Historically, the conscious self is the one that has attracted the most attention. In the nineteenth century, the American psychologist William James wrote eloquently of the stream of consciousness, the continuous flow of thoughts through the mind. But James failed to note that every stream has a bed. Without this groove in the earth, the water would not know in which direction to flow. Since the connectome defines the pathways along which neural activity can flow, we might regard it as the streambed of consciousness.

The metaphor is a powerful one. Over a long period of time, in the same way that the water of the stream slowly shapes the bed, neural activity changes the connectome. The two notions of the self—as both the fast-moving, ever-changing stream and the more stable but slowly transforming streambed—are thus inextricably linked. This book is about the self as the streambed, the self in the connectome—the self that has been neglected for too long.

 

In the pages ahead, I will present my vision for a new field of science: connectomics. My primary goal is to imagine the neuroscience of the future and share my excitement about what we'll discover. How can we find connectomes, understand what they mean, and develop new methods of changing them? But we cannot chart the best course forward until we understand where we came from, so I'll start by explaining the past. What do we already know, and where are we stuck?

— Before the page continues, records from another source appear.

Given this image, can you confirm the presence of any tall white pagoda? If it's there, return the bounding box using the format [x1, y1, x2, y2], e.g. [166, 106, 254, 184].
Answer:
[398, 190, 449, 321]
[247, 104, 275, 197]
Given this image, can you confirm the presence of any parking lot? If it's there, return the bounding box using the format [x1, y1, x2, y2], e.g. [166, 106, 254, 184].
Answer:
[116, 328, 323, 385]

The brain contains 100 billion neurons,
a fact that has overwhelmed even the most fearless explorers. One solution, as I explain in Part I, is to forget about neurons and instead divide the brain into a small number of regions. Neurologists have learned much about the functions of these regions by interpreting the symptoms of brain damage. In developing this method, they were inspired by the nineteenth-century school of thought known as phrenology.

Phrenologists explained mental differences as arising from variations in the
sizes
of the brain and its regions. By imaging the brains of many human subjects, modern researchers have confirmed this idea, using it to explain differences in intelligence as well as mental disorders like autism and schizophrenia. They have found some of the strongest evidence we have for the idea that minds differ because brains differ. The evidence is statistical, however—revealed only by averages over populations. The sizes of the brain and its regions remain almost useless for predicting the mental properties of an individual.

This limitation is no mere technicality. It is fundamental. Although phrenology assigns functions to brain regions, it does not attempt to explain
how
each region performs its function. Without that, we cannot explain in a satisfying way why the region might function especially well in some people and malfunction in others. We can, and must, find a less superficial answer than size.

In Part II, I introduce an alternative to phrenology called
connectionism,
which also dates back to the nineteenth century. This approach is conceptually more ambitious, because it attempts to explain how regions of the brain actually work. Connectionists view a brain region not as an elementary unit but as a complex network composed of a large number of neurons. The connections of the network are organized so that its neurons can collectively generate the intricate patterns of activity that underlie our perceptions and thoughts. The organization of connections can be altered by experience, which allows us to learn and remember. The organization is also shaped by genes, as described in Part III, so that genetic influences on the mind can also be explained. These ideas may sound powerful, but there is a catch: They have never been subjected to conclusive experimental tests. Connectionism, despite its intellectual appeal, has never managed to become real science, because neuroscientists have lacked good techniques for mapping the connections between neurons.

In a nutshell, neuroscience has been saddled with a dilemma: The ideas of phrenology can be empirically tested but are simplistic. Connectionism is far more sophisticated, but its ideas cannot be evaluated experimentally. How do we break out of this impasse? The answer is to find connectomes and learn how to use them.